Of course, to know the score and get excited you not only have to know how to read the financial reports, but have to have access to them.  That’s where the second major open-book management practice comes into play.

Information Sharing.  By definition, open-book management means just that—opening the books, sharing information, giving every employee access to the financial and operating data.  The very idea of opening up the company’s books strikes terror in the hearts of many CEOs.  They are terrified that a competitor will get hold of the numbers.  Relax, if you are worried about sharing the numbers, your fears may not be totally unfounded, but they are most likely exaggerated.  If your competitors get some of the numbers, so what?  If yours is a publicly traded company, they probably already have access to a lot of numbers anyway.  And if you are privately held, the amount of information you can hide may be a lot less than you think it is.  Even if your competitor finds out something new about you from your open books, that doesn’t necessarily mean that anything bad will happen.  He might be able to use the information to beat you on a contract, but he still has to deliver on the contract.  To do that, he has to be either the low-cost producer or offer something that you can’t offer.  

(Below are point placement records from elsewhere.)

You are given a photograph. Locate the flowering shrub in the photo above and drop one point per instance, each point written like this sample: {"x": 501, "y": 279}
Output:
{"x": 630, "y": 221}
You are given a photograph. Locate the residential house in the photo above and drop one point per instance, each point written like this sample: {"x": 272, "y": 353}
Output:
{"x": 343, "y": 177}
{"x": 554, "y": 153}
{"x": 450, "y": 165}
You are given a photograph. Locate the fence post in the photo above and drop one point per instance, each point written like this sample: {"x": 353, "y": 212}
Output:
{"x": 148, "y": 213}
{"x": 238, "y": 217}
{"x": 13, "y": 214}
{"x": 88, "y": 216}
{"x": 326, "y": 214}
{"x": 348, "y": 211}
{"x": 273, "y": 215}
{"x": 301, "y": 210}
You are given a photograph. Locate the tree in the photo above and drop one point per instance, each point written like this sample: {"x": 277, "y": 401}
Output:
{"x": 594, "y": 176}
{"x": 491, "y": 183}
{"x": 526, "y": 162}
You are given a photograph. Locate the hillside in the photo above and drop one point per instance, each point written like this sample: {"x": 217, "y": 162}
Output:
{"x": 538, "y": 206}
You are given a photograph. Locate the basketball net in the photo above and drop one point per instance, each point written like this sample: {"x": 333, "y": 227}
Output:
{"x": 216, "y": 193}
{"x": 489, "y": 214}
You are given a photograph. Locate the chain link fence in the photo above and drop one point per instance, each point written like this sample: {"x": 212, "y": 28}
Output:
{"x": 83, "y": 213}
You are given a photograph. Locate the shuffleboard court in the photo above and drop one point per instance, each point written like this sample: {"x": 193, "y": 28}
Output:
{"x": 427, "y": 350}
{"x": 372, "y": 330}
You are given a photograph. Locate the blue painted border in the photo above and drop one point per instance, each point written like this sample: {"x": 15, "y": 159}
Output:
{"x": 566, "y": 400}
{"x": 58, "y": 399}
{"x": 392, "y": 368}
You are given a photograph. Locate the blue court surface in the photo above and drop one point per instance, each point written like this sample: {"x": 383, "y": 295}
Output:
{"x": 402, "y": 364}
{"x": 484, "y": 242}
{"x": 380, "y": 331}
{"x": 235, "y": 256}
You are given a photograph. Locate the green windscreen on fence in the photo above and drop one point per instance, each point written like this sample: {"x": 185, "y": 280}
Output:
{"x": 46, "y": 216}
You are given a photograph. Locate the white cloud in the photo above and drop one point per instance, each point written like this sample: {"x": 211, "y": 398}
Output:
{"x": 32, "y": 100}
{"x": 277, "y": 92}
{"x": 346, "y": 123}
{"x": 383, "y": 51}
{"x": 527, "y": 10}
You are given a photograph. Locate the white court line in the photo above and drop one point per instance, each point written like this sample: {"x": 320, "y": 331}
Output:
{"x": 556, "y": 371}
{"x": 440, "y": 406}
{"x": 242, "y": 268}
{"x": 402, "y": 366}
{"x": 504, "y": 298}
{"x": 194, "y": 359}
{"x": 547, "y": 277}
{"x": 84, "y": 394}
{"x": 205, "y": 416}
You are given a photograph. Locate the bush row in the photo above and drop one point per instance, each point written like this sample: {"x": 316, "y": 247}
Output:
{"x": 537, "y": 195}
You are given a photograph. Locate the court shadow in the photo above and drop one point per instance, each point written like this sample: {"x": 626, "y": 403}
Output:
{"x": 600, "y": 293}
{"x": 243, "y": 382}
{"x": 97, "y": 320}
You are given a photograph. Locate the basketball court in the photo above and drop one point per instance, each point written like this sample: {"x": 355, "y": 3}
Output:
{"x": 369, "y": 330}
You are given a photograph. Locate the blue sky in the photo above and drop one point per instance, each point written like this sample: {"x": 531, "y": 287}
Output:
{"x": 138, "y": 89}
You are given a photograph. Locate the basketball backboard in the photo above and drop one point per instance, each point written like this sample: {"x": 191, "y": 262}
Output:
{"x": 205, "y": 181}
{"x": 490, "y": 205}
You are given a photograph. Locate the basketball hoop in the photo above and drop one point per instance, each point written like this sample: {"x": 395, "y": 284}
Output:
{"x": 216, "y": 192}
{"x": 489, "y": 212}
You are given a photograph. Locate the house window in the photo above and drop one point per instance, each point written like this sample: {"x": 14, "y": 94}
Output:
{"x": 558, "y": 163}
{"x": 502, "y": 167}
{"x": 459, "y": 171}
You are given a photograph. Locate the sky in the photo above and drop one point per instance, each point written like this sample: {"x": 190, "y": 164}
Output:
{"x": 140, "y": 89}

At best, anything your competitor can learn from your open books gives him only a short-term tactical advantage, and that pales alongside the benefits that come from educating your employees about the numbers. Quit worrying so much about what your competition might find out about your business, and start worrying about how much your employees don’t know.  Your employees’ ignorance is going to do you a lot more harm than your competitions’ smarts.  Just get the numbers out.


As we conducted our research, we were repeatedly struck by how different the expert’s “ideal” workplace is from the one most of us know.  In the old workplace, few workers expected meaning and purpose from their work.  At most, they hoped for a measure of job security and a slowly rising paycheck.  Most workers assumed that they had to adjust their lives to their employer’s demands and could expect little, if any, accommodation in return.  Work and one’s personal life were to be kept completely separate.  A share in the rewards?  Not likely.  If so, not much.  Of course, an employee might occasionally get a small bonus, but it normally amounted to very little and was presented more as a gift from his employer than as a earned share.  Finally, every company kept secrets.  Only those with “a need to know” were allowed to know, and the prevailing wisdom was that most employees needed to know very little.  Times really have changed.  Employee expectations are certainly much different.  You can’t motivate them any longer with the offer of a simple exchange—their commitment and loyalty in return for a job.  Maybe that is why these four essentials are so essential.